Ou seja, eram artimanhas que seriam inimagináveis em um período democrático. Em uma ditadura já decadente, ao menos era possível criticar publicamente. Em entrevista à Folha, Saboia afirmou que, por isso, o período Figueiredo "foi um alívio", já que a possibilidade de apontar os problemas não existia no auge do governo militar.

O FIM DA TRANSFERÊNCIA AOS MAIS POBRES
A movimentação do novo sindicalismo do fim da década de 1970 conseguiu firmar a regra de reajustes favoráveis aos mais pobres em 1979 (aquela que dava 110% da inflação para quem ganhava três salários-mínimos), mas o governo tentou torpedear isso durante anos. Foram iniciativas diversas: ora para retomar os reajustes anuais, ora para tentar firmar o reajuste pela expectativa de inflação.

No fim, a regra foi derrotada. João Figueiredo anunciou a mudança: reajustes semestrais de 80% da inflação -e o índice já era "expurgado". Para Saboia, tratava-se de um arrocho salarial comparável ao ocorrido entre 1964 e 1968.

BATENDO TODOS OS RECORDES

Em agosto de 1980, Saboia alertou: "Recentemente, a inflação disparou, ultrapassando a barreira dos 100% ao ano (...). A dificuldade encontrada pelo governo para diminuir o ritmo inflacionário naquele ano 'nos leva a crer que seremos obrigados a conviver com altas taxas de inflação nos próximos dois ou três anos'".

No começo de 1984, ao falar sobre o ano anterior, ele repete as palavras: "A inflação bateu todos os recordes, superando a marca de 200% ao ano". Só em 1994, com Plano Real, a inflação foi controlada.

A ditadura combatia a inflação tentando desaquecer a economia.
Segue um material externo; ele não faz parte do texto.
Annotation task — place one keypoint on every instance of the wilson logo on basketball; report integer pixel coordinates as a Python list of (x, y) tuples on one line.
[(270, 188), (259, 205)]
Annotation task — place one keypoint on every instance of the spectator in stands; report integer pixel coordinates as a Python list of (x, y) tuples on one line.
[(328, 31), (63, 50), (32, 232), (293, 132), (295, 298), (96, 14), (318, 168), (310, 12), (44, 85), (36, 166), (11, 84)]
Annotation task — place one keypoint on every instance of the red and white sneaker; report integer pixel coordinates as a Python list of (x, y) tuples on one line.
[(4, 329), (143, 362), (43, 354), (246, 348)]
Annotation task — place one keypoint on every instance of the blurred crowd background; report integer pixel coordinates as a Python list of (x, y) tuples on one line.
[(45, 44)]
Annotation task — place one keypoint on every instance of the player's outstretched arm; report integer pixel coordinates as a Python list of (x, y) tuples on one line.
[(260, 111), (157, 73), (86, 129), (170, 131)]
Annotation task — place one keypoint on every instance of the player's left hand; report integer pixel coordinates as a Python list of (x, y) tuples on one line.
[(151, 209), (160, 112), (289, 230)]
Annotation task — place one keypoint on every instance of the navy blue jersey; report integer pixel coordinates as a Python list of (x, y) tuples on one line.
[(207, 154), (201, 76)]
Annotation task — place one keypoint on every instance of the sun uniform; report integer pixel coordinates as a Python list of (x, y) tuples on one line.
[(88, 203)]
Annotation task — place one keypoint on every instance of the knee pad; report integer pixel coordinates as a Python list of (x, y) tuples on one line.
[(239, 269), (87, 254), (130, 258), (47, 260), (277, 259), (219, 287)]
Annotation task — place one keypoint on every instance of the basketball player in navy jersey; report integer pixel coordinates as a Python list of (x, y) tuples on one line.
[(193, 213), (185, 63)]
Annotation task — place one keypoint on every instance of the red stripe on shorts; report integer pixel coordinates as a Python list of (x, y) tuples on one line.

Na mesma coluna, ele escreve que "o Produto Interno Bruto, após o terceiro ano consecutivo de recessão, apresentará a maior queda já registrada em todos os tempos, acarretando um empobrecimento generalizado da população".

Na ocasião, ele ainda tinha alguma esperança, que era "a possibilidade remota, porém concreta, de termos eleições diretas no próximo ano". Só em 1989, com a eleição de Fernando Collor, houve eleições diretas.